Cependant les choses se compliquent singulièrement au regard du renouveau actuel d’une haine de la démocratie, définie fort intentionnellement comme le règne du désir illimité des individus de la société de masse moderne. A travers l’usage actuel et dominant du mot de démocratie, Jacques Rancière perçoit la dénonciation, par les gouvernements en place, d’un mal qui renvoie à l’intensité de la vie démocratique, perçue sous la forme d’un pouvoir anarchique du peuple.

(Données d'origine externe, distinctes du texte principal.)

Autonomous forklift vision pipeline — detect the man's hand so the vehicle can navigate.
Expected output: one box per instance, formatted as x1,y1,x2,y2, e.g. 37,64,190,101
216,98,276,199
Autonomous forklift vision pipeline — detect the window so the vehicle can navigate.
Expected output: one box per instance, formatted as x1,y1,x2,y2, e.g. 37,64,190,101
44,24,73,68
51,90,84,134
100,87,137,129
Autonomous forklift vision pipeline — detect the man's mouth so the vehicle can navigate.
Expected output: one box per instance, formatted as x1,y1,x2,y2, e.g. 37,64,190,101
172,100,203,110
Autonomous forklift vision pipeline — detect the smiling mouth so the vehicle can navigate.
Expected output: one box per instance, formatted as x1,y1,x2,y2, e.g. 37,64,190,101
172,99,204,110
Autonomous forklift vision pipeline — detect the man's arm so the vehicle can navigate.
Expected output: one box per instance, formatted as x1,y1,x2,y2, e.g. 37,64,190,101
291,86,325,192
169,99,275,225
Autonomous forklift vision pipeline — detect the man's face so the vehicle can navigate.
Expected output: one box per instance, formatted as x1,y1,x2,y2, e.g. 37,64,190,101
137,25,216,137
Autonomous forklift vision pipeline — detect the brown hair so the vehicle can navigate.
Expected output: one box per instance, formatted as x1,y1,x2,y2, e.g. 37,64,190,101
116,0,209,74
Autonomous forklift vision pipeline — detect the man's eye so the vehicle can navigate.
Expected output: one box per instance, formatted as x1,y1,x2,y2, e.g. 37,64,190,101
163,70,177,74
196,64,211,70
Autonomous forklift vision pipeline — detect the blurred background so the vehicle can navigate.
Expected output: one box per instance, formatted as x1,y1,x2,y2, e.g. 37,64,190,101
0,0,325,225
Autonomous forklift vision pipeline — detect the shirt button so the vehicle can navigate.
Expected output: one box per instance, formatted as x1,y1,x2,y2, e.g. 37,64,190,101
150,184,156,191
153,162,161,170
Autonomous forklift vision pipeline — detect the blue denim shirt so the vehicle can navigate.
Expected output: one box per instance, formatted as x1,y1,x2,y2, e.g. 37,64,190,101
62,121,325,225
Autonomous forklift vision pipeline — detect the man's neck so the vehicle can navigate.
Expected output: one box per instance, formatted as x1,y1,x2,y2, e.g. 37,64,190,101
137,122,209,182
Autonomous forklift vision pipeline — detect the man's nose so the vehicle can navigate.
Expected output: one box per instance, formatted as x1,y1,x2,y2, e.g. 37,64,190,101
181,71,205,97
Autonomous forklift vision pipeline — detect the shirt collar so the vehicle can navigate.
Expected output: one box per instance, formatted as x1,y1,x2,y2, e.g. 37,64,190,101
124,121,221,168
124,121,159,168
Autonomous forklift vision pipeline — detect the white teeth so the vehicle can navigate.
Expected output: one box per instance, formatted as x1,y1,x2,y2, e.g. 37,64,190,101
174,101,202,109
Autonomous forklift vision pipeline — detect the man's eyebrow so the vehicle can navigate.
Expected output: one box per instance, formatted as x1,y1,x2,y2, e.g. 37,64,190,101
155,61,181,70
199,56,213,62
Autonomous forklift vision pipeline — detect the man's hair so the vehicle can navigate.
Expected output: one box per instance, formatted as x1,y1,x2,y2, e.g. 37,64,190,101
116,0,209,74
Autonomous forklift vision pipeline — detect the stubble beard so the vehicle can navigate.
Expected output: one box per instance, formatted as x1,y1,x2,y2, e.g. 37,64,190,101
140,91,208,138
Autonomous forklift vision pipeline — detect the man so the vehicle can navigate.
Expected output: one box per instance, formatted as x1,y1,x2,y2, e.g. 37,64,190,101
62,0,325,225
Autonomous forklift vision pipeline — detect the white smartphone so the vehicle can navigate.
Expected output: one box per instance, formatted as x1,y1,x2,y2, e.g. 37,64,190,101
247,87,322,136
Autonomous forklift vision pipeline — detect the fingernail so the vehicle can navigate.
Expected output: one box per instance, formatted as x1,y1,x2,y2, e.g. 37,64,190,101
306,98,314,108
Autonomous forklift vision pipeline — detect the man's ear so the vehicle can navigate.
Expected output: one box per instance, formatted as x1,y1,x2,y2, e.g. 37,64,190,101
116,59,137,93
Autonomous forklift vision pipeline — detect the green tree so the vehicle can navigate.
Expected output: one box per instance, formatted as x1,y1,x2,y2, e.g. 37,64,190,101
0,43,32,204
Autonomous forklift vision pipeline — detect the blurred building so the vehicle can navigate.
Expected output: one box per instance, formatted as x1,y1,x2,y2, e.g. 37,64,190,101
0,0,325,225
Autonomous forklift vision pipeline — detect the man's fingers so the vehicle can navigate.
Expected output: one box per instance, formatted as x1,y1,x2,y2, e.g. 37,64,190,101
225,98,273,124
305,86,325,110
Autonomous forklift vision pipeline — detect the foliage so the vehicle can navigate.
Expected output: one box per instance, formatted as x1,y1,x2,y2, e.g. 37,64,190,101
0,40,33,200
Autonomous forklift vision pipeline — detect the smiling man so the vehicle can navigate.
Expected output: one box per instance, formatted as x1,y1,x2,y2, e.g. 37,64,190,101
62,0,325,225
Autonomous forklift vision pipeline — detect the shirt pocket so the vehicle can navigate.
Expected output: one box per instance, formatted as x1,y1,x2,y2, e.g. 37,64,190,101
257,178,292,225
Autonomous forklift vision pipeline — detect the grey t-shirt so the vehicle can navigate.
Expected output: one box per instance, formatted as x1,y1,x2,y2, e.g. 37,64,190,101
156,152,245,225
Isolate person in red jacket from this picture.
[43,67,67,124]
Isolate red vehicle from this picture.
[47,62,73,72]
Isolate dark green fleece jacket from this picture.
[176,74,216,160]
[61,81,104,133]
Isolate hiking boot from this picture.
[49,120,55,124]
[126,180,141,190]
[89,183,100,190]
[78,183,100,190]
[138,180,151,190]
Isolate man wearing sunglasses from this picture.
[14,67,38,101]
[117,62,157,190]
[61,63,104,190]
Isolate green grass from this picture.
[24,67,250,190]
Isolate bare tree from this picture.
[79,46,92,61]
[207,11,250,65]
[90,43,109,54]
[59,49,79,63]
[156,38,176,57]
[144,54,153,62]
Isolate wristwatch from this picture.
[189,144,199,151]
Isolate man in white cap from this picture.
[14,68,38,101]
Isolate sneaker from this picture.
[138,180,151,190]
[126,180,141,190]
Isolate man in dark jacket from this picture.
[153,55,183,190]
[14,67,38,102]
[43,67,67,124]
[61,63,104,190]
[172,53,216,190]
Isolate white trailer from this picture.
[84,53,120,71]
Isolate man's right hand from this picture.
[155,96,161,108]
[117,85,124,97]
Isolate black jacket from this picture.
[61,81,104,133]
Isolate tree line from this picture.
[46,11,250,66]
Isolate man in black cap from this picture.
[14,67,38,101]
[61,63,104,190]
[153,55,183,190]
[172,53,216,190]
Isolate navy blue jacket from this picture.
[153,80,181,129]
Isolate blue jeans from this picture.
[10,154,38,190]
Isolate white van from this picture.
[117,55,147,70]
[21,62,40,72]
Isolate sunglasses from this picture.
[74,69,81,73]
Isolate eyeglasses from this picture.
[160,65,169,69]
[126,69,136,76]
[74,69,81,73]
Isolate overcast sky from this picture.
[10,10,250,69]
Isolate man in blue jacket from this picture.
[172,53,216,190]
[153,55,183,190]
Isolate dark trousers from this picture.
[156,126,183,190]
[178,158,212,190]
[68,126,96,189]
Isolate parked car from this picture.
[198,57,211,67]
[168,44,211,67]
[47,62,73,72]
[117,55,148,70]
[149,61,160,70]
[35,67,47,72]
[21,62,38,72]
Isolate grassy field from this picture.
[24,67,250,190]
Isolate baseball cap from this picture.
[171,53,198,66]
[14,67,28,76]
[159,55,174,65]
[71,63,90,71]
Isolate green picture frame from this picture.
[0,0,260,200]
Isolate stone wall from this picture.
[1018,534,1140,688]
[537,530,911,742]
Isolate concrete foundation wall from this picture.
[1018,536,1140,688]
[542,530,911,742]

Certes la mise en visibilité du surnuméraire, qui oblige de prendre en compte, par le fait du litige, la part de l’incompté dans la société, permet de donner une autre définition de la démocratie : ainsi elle n’est ni un type de constitution, ni une forme de société, mais elle est tout simplement « le pouvoir propre à ceux qui n’ont pas plus de titre à gouverner qu’à être gouvernés » (p. 54), le pouvoir politique donc.